Утром, поцеловав Элеонору, отец уходил из дому, а девочка сразу бежала к окну, всегда к одному и тому же, откуда удобно было наблюдать, как он идет по тропе, то скрываясь за высокой живой изгородью, то вновь появляясь в просветах между деревьями. Дождавшись, когда он на мгновение возникнет под ветвями большого бука, прежде чем окончательно исчезнуть из виду, она с печальным вздохом отворачивалась от окна и тихо говорила сама себе в ответ на свои невысказанные страхи:
– Вечером он вернется!
Мистер Уилкинс тешил себя мыслью, что все радости ее детской жизни целиком зависят от него. Он немного ревновал к любому, кто по собственному почину, без его ведома и участия, приносил девочке лакомство или подарок.

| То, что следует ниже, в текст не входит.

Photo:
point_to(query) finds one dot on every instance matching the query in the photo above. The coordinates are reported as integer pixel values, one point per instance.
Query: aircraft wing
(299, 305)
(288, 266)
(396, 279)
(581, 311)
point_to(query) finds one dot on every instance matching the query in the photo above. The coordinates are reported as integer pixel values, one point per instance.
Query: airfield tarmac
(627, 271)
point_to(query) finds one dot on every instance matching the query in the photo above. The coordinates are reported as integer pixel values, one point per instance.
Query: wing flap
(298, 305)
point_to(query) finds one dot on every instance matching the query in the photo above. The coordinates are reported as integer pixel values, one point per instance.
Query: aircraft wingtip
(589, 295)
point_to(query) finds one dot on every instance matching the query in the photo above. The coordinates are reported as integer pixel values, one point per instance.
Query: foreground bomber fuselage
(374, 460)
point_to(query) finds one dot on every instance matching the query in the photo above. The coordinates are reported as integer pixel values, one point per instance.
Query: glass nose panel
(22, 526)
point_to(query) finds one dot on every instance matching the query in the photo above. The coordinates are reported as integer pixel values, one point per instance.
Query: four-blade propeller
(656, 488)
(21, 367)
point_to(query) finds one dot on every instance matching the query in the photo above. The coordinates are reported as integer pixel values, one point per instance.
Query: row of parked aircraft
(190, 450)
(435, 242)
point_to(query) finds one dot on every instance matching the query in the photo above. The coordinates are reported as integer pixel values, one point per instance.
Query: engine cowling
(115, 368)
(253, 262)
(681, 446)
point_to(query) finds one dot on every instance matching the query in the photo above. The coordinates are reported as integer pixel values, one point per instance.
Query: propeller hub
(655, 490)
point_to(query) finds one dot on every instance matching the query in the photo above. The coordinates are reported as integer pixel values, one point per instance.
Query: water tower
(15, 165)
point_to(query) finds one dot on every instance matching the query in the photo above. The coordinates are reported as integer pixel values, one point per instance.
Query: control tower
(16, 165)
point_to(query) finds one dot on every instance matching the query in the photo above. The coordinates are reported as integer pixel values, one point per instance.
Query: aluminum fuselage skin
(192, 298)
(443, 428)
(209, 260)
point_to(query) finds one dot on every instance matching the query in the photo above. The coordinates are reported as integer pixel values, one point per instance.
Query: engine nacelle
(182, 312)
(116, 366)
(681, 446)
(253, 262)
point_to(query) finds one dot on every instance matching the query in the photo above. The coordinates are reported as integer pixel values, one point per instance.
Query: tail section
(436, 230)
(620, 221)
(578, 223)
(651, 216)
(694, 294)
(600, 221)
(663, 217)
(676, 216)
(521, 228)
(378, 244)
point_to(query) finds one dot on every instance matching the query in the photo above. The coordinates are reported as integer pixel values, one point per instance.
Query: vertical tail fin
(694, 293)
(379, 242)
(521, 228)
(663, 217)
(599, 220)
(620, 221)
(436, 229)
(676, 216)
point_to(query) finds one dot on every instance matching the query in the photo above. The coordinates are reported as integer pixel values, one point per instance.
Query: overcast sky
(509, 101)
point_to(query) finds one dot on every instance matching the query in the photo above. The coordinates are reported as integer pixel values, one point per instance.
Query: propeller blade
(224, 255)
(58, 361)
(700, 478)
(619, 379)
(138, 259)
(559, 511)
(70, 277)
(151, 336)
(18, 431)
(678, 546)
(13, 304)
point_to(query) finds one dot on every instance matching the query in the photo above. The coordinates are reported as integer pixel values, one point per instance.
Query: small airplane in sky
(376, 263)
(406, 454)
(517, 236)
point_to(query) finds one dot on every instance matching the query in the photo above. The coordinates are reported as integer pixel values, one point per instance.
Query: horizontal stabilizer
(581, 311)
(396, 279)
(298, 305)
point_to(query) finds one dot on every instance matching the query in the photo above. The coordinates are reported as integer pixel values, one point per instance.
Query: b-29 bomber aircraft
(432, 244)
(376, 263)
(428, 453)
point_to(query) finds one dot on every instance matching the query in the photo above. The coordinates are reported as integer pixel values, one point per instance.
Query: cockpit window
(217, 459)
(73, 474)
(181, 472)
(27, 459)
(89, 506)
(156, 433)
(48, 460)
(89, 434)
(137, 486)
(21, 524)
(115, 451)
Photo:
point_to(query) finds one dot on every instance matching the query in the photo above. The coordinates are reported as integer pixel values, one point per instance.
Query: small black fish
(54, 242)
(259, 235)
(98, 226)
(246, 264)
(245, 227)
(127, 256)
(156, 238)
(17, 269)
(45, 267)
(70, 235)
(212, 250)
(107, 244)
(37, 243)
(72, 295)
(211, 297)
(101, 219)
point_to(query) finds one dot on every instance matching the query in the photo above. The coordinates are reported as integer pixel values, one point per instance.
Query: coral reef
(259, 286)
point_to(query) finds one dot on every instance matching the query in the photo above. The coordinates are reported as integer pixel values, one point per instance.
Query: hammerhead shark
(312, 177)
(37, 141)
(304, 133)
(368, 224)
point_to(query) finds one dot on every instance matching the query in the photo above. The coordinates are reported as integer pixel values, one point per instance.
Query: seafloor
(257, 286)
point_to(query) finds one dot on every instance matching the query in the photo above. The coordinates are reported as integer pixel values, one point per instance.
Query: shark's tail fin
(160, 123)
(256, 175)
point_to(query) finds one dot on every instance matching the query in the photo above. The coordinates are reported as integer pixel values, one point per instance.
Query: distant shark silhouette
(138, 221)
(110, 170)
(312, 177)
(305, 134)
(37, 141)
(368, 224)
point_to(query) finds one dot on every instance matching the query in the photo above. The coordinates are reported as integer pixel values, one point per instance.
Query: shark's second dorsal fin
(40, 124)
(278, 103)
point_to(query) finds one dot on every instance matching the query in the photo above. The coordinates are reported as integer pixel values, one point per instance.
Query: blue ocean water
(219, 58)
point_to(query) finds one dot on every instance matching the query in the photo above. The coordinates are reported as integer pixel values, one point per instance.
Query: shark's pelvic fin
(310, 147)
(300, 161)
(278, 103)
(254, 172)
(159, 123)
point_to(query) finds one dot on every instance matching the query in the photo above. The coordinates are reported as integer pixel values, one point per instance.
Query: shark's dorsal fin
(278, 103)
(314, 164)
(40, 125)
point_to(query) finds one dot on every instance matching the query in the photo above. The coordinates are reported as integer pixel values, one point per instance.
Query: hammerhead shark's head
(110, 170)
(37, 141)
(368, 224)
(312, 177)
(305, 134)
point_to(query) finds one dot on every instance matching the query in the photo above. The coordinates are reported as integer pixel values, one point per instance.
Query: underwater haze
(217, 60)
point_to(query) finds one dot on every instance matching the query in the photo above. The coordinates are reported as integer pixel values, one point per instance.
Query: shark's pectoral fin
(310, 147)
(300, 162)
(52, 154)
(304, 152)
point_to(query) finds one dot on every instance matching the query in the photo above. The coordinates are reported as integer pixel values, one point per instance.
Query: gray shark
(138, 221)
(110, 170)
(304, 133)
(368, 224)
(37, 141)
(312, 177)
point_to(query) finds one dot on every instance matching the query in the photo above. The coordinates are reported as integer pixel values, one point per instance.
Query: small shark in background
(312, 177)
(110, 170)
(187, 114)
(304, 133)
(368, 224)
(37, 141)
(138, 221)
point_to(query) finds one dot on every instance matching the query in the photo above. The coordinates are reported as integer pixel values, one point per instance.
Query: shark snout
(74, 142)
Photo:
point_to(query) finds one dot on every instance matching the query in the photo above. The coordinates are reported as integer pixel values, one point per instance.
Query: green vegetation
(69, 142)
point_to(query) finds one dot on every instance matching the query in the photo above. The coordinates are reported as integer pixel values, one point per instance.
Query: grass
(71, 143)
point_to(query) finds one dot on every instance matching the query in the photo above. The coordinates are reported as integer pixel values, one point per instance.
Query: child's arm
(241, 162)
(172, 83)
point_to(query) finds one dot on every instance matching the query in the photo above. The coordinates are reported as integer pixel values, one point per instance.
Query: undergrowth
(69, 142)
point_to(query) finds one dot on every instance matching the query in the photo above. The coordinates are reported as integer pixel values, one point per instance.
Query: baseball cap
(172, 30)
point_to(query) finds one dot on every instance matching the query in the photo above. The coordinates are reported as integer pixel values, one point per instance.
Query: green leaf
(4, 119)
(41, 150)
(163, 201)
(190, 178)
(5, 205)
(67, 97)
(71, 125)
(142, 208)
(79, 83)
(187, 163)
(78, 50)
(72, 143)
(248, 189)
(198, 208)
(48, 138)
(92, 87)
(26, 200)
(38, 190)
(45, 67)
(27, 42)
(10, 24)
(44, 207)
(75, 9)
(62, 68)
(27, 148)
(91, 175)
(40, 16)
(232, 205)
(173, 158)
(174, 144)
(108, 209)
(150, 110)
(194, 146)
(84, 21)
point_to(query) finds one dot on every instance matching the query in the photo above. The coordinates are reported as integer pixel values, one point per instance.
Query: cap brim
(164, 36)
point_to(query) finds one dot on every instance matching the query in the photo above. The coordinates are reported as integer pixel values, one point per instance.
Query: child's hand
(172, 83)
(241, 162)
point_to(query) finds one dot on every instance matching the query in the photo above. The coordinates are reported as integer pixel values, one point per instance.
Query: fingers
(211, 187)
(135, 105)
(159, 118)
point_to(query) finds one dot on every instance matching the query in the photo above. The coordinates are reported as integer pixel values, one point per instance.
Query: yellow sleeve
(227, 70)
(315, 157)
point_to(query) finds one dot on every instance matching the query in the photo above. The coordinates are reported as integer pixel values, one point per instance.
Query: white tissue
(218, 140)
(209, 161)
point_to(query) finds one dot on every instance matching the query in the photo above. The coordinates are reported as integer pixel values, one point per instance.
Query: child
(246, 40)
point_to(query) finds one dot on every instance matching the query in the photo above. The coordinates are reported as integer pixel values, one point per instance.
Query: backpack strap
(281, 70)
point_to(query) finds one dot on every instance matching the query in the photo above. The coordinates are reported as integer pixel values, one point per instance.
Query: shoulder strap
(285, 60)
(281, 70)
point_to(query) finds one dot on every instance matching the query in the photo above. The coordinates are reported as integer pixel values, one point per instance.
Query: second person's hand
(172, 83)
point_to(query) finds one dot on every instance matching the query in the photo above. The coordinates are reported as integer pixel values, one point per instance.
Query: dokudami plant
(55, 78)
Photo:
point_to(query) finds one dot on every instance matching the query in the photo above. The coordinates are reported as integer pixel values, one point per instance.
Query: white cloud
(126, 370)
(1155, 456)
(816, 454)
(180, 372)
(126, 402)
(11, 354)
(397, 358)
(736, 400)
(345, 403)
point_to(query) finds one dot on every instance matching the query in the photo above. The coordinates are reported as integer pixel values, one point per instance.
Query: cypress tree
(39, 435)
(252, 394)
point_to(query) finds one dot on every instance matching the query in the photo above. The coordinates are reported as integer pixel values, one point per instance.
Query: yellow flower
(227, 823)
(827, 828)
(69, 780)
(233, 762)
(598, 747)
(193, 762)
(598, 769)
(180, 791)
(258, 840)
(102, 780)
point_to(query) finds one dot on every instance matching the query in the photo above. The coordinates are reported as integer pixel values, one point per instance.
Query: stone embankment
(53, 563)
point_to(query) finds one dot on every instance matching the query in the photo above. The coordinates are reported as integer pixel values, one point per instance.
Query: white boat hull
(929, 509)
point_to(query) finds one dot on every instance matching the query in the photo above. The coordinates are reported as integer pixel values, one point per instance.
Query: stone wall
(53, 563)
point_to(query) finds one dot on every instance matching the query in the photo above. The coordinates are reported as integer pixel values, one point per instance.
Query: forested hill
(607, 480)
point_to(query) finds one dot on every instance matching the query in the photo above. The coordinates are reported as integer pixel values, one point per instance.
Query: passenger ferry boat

Потом пришла пора учиться: простых житейских наставлений, которыми снабжала Элеонору добрая старая няня, стало недостаточно. Отец решительно не желал возлагать на себя миссию учителя: он предвидел, что эта роль иногда потребует от него строгости, применения властного авторитета, из-за чего ребенок может невольно изменить свое отношение и станет боготворить его чуточку меньше. Поэтому Уилкинс обратился к леди Холстер с просьбой выбрать одну из ее многочисленных протеже в качестве гувернантки для его дочери. Леди Холстер, которая держала что-то вроде любительской конторы, собиравшей сведения о всех жителях графства, была только рада оказать подобную услугу и попыталась уточнить, каким требованиям должна отвечать кандидатка. Но разъяснения мистера Уилкинса мало что прояснили:
– Вы сами знаете, какое образование пристало юной леди, и, несомненно, сумеете без моей подсказки выбрать гувернантку для Элеоноры. Единственное, о чем я прошу, – чтобы эта особа не вознамерилась женить меня на себе, не запрещала Элеоноре готовить мне чай и вообще не мешала дочке поступать, как ей заблагорассудится: она у меня умница, и нет никакого смысла пытаться сделать ее лучше. Пусть научит ее тому, что полагается знать юной леди, и этого будет довольно.